- Directed by: Renee Zhan
- Written by: Renee Zhan
- Produced by: Jesse Romain
- Starring: Xiaonan Wang
- Cinematography: Adam Singodia
- Edited by: Armiliah Aripin
- Music by: Harry Brokensha
- Production companies: A Minor National Film and Television School
- Distributed by: BBC Film
- Release date: 8 September 2023 (TIFF);
- Running time: 15 minutes
- Country: United Kingdom
- Language: English

= Shé (Snake) =

2023 British short film directed by Renee Zhan

Shé (Snake) is a British short drama film, directed by Renee Zhan and released in 2023. The film stars Xiaonan Wang as Fei, a violinist with a youth orchestra whose inner demons begin to externalize as physical monsters when a rival of comparable talent arrives to challenge her place.

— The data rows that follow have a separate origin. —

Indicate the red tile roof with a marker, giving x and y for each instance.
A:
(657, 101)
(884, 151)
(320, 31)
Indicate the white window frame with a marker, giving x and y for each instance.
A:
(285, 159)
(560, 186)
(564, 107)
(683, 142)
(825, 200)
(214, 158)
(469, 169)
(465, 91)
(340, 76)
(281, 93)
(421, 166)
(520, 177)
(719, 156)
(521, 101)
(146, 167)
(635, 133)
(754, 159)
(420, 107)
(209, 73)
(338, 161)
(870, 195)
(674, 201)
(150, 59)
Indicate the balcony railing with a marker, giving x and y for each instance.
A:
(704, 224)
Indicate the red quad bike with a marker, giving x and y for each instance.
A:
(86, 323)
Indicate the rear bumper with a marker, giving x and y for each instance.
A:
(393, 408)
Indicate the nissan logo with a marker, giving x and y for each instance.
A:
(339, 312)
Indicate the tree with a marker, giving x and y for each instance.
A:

The cast also includes Alina Lew, Simon Paisley Day, Elizabeth Chan, Leslie Ching and Grace Fan.

The film premiered at the 2023 Toronto International Film Festival, where it was named the winner of the Share Her Journey award.

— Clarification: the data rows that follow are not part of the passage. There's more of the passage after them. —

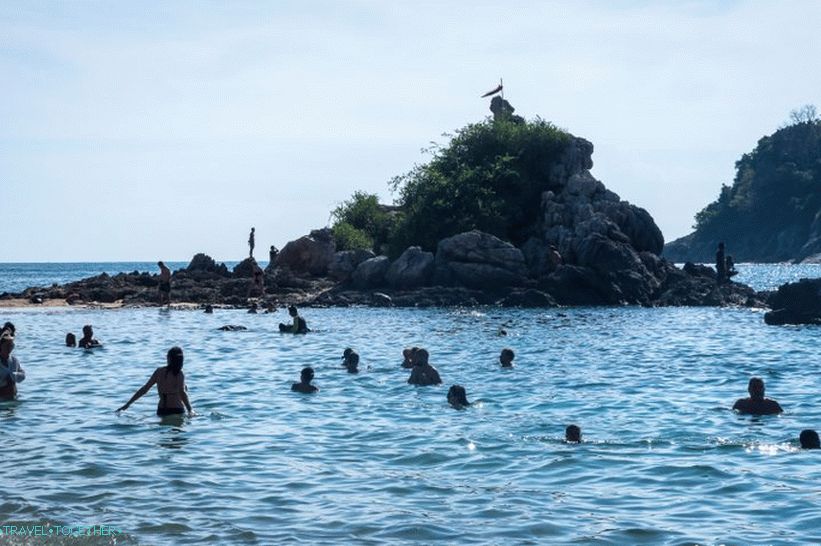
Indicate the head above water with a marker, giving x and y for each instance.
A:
(9, 327)
(809, 439)
(756, 388)
(175, 359)
(6, 342)
(457, 396)
(420, 357)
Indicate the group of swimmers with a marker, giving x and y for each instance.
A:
(173, 393)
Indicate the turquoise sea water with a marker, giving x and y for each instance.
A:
(372, 460)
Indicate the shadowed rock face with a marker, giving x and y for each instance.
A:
(311, 254)
(796, 303)
(479, 260)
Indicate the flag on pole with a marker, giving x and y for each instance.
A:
(494, 91)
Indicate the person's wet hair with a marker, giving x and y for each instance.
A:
(756, 387)
(175, 360)
(8, 327)
(457, 396)
(809, 439)
(573, 434)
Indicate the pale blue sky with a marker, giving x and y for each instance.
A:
(154, 130)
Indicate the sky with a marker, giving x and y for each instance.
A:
(155, 130)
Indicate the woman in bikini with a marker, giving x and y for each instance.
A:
(170, 383)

It was subsequently announced to the lineups of the 2024 Sundance Film Festival, and the 2024 South by Southwest.

== Synopsis ==
Fei, a 16-year-old British-Chinese girl, is the top violinist in an elite youth orchestra. When another Chinese violinist arrives to challenge her place, Fei's anxieties and inner pressure due to internalized racism grow to take a monstrous physical form. They whisper to her, urging her to be the best, no matter the cost.